QUESTION: DOES INCONTINENCE HAPPEN OVER TIME, OR IS IT SOMETHING THAT COMES ON SUDDENLY?
Answer: This really depends on your unique situation. For many people, aging, and pelvic floors that have been weakened over time can slowly contribute to incontinence. For women, this process may have started with childbirth as the initial factor that caused the weakness. Over time, if not treated or seen to, a weak pelvic floor can lead to incontinence, even if it didn’t happen right away after birth (or if it went away for a while).
There are other things that can contribute to incontinence over time too. Being overweight can place excess pressure on the bladder, making it harder to avoid accidents. Smoking can contribute to incontinence since many long-time smokers develop a chronic cough, again placing excess pressure on the bladder and causing the pelvic floor to weaken over time.
Certain neurological diseases, such as MS or Parkinson’s Disease, and diabetes, can also increase your risk for incontinence, as they interfere with the nerve signals between the bladder and the brain.

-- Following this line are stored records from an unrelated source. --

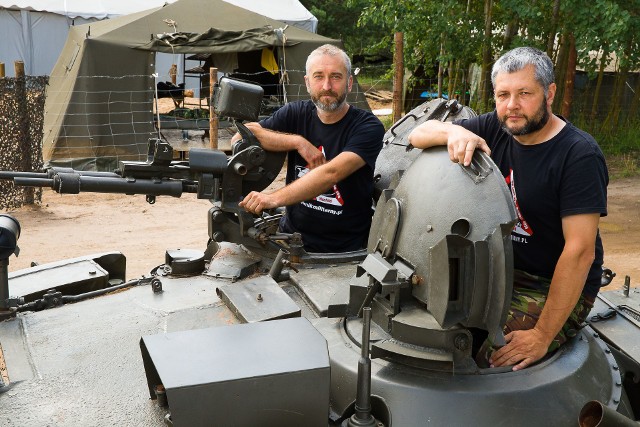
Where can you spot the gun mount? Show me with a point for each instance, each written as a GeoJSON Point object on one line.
{"type": "Point", "coordinates": [384, 336]}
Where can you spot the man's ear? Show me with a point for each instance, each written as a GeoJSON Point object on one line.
{"type": "Point", "coordinates": [551, 94]}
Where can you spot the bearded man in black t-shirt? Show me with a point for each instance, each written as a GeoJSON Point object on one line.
{"type": "Point", "coordinates": [332, 148]}
{"type": "Point", "coordinates": [558, 180]}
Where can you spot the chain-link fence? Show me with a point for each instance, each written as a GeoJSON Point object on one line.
{"type": "Point", "coordinates": [21, 117]}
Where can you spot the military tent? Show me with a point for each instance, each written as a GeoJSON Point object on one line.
{"type": "Point", "coordinates": [100, 101]}
{"type": "Point", "coordinates": [34, 31]}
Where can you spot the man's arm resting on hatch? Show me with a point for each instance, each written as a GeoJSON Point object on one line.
{"type": "Point", "coordinates": [278, 141]}
{"type": "Point", "coordinates": [528, 346]}
{"type": "Point", "coordinates": [460, 142]}
{"type": "Point", "coordinates": [314, 183]}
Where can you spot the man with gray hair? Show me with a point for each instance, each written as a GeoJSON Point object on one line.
{"type": "Point", "coordinates": [332, 149]}
{"type": "Point", "coordinates": [558, 180]}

However, other things can contribute to incontinence too, and can be much more apparent quickly rather than over a period of time. In men, prostate surgery can sometimes lead to a period of incontinence immediately after the procedure. And incontinence can also result in anyone who may have had neurological damage, such as spinal cord damage from an accident, or other medical condition. Even some minor conditions, such as a bladder infection, may cause a sudden episode of incontinence.
Finally, sometimes the foods you eat or the medications you take may cause you to have incontinence. There are many known bladder irritants that can contribute to incontinence: alcohol, caffeine, spicy or acidic foods (keep in mind that this is a case by case basis – not everyone is affected by every bladder irritant). And, some medications, such as heart and blood pressure medications, or muscle relaxants may act as diuretics, causing you to increase your urine production, and potentially leading to incontinence.
The most important thing to remember here, no matter how incontinence comes about, is that it’s not a normal condition. Common? Yes. Normal? No. Incontinence is not an inevitable part of aging, nor should it be something you feel you need to live with. Many people can see great improvements with behavioral and lifestyle changes, and if those don’t work, you can talk to your doctor about medications, in-office treatments, or even surgery.